French authorities on Thursday charged a woman with involvement in the murder of her husband almost 27 years after he was found beheaded in a crime that has remained unsolved ever since.

France charges widow 27 years after husband found beheaded

Christophe Doire, 28, was found beheaded on Christmas Day, 1995 around the town of Busset in the Auvergne region of central France.

Regional prosecutor Eric Neveu said the widow, 56, who has not been named, had been detained on Tuesday and then charged Thursday by a magistrate and remanded in custody.

“Serious and concurring evidence points to her involvement in the murder of Christophe Doire,” he told reporters, adding she had been charged with murder and risked 30 years in prison if convicted.

“The investigations must continue to identify and arrest other protagonists,” he said, noting that elements suggested that the woman was “not alone during this process”.

He made clear it was not possible to make other information public at this stage but said she had failed to give “credible explanations”.

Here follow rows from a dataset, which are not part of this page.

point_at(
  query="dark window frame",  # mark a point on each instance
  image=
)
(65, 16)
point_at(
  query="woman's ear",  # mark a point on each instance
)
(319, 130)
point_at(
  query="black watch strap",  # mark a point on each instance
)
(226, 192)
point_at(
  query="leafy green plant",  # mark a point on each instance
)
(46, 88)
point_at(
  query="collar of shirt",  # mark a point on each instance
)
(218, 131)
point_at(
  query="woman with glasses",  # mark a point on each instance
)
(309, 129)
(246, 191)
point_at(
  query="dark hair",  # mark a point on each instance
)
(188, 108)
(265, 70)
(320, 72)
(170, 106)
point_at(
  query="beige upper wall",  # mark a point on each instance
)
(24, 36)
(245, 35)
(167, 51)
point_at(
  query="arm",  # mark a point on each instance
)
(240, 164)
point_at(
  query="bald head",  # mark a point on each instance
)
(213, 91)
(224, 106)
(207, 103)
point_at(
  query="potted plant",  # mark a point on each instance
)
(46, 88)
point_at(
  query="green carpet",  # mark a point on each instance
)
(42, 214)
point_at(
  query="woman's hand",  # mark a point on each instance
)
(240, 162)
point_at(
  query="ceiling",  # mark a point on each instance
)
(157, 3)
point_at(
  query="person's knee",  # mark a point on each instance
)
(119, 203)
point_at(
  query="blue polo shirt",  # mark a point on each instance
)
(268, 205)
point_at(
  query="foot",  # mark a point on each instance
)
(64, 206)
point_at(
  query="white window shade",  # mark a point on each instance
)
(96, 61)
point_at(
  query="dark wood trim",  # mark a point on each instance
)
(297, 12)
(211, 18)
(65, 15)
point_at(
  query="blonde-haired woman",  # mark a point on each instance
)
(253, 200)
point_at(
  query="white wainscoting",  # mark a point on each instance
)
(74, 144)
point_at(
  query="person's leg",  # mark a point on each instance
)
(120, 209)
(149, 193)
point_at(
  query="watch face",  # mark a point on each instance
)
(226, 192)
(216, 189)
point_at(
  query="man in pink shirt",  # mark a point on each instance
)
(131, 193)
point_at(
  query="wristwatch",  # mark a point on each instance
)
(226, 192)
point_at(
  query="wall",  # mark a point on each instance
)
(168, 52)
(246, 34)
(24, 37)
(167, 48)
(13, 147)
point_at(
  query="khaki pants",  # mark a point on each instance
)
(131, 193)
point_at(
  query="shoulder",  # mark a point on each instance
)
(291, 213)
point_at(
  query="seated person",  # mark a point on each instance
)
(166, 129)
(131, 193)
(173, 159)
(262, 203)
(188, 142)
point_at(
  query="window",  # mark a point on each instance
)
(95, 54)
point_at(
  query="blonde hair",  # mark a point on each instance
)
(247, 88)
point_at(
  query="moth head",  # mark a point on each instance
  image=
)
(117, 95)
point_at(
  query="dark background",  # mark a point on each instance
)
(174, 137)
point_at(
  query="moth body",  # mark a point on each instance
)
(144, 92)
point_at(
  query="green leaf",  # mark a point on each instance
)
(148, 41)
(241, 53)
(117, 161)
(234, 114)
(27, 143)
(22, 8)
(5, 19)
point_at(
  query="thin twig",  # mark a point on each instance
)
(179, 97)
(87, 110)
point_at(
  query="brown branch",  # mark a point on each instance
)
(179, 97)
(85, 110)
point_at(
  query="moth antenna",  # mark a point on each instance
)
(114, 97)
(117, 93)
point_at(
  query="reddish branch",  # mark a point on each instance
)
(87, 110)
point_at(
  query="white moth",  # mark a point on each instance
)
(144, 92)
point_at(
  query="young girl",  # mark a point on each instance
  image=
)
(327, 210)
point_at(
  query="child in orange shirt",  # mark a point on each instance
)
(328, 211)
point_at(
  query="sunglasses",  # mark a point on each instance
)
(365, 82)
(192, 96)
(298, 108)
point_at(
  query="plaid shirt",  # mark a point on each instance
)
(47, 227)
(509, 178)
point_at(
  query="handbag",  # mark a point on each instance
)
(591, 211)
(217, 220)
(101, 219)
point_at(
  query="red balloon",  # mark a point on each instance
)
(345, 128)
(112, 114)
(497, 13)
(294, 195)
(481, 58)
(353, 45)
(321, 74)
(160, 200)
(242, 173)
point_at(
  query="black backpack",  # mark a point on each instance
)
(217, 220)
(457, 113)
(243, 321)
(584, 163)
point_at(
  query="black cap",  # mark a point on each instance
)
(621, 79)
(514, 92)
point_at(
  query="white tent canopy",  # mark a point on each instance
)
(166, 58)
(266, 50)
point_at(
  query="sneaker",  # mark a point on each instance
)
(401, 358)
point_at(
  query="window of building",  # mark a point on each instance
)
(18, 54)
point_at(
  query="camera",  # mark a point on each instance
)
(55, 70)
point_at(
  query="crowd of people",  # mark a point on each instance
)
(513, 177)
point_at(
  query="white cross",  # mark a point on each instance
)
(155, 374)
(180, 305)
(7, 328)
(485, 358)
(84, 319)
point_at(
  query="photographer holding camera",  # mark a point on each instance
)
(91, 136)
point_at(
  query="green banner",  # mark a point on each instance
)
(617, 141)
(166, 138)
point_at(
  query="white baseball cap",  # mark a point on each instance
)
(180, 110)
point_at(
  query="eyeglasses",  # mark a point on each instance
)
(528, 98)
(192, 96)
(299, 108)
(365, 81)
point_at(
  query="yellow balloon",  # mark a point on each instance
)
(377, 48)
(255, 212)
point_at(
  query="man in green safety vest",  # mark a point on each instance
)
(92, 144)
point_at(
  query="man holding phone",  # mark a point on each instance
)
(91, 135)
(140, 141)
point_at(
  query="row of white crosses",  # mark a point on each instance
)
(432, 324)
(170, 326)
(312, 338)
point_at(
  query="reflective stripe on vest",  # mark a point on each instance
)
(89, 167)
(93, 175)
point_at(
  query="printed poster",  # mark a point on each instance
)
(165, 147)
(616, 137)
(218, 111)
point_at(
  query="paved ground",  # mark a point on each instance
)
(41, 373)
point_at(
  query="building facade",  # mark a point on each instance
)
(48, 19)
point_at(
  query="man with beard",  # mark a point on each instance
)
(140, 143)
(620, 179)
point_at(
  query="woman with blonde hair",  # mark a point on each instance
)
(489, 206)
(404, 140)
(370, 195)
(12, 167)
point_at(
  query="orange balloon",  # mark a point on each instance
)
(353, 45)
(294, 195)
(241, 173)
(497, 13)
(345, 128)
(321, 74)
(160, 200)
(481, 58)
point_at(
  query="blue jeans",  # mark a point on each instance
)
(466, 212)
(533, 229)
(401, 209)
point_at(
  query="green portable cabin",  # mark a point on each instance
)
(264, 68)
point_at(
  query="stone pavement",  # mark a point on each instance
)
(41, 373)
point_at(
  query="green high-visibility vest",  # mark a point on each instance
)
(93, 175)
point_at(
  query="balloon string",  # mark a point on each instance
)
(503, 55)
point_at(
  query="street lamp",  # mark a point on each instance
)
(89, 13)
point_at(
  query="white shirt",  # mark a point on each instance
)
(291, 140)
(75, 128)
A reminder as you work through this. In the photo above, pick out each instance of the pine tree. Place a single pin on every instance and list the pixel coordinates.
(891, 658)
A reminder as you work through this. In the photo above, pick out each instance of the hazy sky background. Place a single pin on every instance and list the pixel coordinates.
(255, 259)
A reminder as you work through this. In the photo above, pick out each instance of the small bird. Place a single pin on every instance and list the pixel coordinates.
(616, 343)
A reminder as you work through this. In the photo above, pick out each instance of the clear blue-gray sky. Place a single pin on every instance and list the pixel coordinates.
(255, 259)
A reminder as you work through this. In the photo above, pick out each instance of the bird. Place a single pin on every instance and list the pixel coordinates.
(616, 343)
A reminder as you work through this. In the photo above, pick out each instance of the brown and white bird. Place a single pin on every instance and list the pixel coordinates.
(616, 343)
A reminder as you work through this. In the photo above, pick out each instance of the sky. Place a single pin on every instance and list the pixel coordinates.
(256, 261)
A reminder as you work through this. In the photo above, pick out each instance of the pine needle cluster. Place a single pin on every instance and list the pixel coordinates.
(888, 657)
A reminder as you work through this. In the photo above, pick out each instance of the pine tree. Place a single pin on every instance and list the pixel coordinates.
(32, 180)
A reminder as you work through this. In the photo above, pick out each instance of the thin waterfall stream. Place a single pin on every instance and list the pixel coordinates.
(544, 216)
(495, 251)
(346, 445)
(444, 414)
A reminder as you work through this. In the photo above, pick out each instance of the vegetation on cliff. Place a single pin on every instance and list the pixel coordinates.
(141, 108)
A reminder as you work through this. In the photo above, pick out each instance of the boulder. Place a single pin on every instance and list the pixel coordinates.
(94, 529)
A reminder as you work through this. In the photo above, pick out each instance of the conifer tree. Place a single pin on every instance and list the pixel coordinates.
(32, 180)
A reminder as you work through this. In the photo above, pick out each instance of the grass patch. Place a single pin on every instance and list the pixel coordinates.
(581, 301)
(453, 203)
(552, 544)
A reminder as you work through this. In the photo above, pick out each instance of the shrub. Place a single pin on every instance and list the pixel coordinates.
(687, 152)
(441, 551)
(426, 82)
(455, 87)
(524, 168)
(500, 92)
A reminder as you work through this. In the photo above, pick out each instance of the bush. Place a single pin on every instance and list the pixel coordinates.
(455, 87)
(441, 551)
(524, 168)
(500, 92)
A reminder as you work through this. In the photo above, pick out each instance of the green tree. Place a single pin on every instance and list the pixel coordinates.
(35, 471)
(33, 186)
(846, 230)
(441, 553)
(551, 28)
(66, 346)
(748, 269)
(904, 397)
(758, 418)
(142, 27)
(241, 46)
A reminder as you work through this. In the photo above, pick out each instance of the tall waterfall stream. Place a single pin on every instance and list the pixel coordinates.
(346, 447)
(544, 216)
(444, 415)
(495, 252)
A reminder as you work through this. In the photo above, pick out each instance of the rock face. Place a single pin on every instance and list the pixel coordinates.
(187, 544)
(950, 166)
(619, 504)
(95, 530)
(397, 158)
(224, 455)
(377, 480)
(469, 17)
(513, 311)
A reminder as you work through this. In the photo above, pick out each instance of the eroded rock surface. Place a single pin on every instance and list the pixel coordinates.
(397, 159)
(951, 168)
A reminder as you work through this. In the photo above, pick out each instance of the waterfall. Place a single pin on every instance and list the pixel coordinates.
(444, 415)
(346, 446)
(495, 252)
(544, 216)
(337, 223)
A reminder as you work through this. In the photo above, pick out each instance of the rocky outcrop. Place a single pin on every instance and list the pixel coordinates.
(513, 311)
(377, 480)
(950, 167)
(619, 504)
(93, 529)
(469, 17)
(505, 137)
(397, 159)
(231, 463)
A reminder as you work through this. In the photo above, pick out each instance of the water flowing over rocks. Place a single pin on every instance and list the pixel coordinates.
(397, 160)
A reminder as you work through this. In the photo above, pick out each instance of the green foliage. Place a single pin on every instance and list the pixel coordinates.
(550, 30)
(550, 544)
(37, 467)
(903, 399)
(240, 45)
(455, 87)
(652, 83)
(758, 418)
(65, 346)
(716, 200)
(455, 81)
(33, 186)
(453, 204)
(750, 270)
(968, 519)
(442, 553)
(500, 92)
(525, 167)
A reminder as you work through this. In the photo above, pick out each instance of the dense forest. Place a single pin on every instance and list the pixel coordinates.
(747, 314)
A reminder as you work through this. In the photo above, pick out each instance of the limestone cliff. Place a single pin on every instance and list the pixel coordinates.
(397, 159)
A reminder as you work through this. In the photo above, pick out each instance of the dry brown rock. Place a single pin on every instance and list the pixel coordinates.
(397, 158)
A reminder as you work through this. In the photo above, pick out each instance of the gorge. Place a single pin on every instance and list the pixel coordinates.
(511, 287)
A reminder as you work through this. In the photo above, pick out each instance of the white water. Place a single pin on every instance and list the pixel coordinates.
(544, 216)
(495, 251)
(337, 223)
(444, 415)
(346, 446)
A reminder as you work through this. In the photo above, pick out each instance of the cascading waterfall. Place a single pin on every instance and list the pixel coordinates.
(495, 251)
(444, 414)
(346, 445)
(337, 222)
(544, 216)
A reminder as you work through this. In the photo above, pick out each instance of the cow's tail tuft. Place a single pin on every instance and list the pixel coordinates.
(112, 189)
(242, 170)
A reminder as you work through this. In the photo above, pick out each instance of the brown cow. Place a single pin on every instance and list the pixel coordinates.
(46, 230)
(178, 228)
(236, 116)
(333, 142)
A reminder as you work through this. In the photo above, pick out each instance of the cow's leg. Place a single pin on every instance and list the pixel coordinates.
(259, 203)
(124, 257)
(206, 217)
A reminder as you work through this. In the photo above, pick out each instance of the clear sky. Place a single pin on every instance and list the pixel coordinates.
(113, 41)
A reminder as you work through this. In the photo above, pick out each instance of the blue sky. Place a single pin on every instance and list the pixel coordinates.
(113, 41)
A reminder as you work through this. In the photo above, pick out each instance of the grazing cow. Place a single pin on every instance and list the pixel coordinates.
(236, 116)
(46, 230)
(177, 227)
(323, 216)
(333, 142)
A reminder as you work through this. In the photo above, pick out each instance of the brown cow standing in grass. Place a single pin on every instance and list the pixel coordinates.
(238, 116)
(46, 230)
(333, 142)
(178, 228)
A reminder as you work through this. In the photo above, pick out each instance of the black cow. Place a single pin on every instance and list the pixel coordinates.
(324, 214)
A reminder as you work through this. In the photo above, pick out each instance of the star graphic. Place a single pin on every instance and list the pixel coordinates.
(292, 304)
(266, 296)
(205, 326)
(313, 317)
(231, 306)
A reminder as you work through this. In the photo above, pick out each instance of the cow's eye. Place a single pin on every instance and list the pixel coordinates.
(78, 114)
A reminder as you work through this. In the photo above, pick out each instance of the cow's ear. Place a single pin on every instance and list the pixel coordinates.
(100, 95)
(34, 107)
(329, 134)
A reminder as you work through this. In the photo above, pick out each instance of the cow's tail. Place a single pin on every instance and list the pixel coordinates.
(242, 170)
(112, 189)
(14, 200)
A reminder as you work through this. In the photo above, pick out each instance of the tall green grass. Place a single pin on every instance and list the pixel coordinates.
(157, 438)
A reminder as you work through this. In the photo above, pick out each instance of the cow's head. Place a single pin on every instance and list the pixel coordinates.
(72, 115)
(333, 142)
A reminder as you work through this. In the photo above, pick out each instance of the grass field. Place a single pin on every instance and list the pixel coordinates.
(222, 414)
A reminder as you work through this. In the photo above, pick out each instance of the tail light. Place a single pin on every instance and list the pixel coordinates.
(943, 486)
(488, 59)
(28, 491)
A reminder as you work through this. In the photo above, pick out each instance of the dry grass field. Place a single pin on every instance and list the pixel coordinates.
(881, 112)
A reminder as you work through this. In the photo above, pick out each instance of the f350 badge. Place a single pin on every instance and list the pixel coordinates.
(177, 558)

The move comes after Doire’s body was exhumed in April in order to carry out new tests. Neveu made clear that during interrogation the widow had denied any involvement in the killing.

Doire had disappeared on December 16th, 1985 after spending the evening at his brother’s. He left shortly before midnight, saying he was going hunting the next day.

His car was found but there was no sign of him until his body was found in a ditch by hunters. He was identified due to his papers and clothes he had on him.

Cases were twice opened against suspects, in 2000 and 2002, but they were dropped on both occasions and the crime has for years remained one of France’s most notorious cold cases.